To prevent injury, minimize environmental health hazards and meet regulatory requirements, campus laboratories, studios, workshops, etc. must comply with the following chemical waste disposal procedures.
- Individuals may be held criminally liable for violations of applicable laws and regulations.
- Do not dispose of chemicals in the sink or the trash cans.
- Do not use fume hoods to intentionally evaporate chemicals.
How to Handle Chemical Waste
Minimize Initial Generation
- Review each experimental protocol to assure that hazardous and radioactive reagents are used efficiently and that excess purchases are minimized.
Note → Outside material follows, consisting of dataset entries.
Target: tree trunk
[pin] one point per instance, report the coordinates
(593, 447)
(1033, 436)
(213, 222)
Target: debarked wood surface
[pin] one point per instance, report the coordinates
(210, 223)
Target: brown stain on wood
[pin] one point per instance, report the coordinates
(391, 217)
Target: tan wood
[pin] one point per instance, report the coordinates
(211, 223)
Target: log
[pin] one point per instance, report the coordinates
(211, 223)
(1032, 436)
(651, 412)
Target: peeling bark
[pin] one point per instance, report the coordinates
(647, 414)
- Conduct microscale processes to minimize hazardous materials used and waste generated.
- Use substances which can be neutralized or stabilized, either physically or chemically. Use radioactive materials which can be practically stored for decay (half-lives less than 60 days).
- Substitute materials presenting the lowest degree of hazard for materials presenting a greater hazard.
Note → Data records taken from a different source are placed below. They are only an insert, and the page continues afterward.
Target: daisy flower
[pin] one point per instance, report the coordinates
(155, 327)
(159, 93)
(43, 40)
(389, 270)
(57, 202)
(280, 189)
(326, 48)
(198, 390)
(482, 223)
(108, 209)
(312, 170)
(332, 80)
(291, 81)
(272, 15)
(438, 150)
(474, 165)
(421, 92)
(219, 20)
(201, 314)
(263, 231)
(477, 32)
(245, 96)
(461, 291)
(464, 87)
Comply with Requirements for Waste Storage
Ensure all chemicals are stored in containers designed for those chemicals.
- Liquid waste in screw top containers only (do not fill containers more than 80%).
- Containers must be completely sealed to prevent spillage (no open beakers or rubber stoppers!).
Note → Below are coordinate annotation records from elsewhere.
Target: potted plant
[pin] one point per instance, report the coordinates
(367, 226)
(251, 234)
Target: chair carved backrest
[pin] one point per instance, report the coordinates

- Outside of containers must be clean and free of any contamination.
- Containers must be compatible with the contents.
- Food containers are not acceptable for storing chemicals.
Appropriately Label each Container
- Do not lose track of container contents! All unknowns must be analyzed and their hazardous contents identified. (The cost to identify an unknown chemical can exceed $1,700.00, and will be charged to the department that generated the waste, Presidential Memorandum 95–02).
- Use only pre-printed labels approved by the Department of Environmental Health and Safety.
- Waste must be identified by chemical name, spelled out. Labels such as “Inorganic Waste” and “Organic Solvent” are not adequate (no abbreviations; no formulas).
- All constituents in mixtures —solids and liquids— must be identified and their concentrations stated as accurately as practicable (not reaction products).
- If new labels are attached, any existing label must be removed or lined out.
Properly Segregate the Chemicals
Segregate solids, liquids , and gases.
- Segregate chemicals into the following categories:
- Acids of pH<2 (do not mix).
- Alkaline solutions of pH>12.5 (do not mix).
- Alkali metals and other water reactives.
- Heavy metal solutions and salts.
- Chemical carcinogens.
- Halogenated organics.
- Non-halogenated organics.
- Peroxide-forming chemicals.
- Strong oxidizers.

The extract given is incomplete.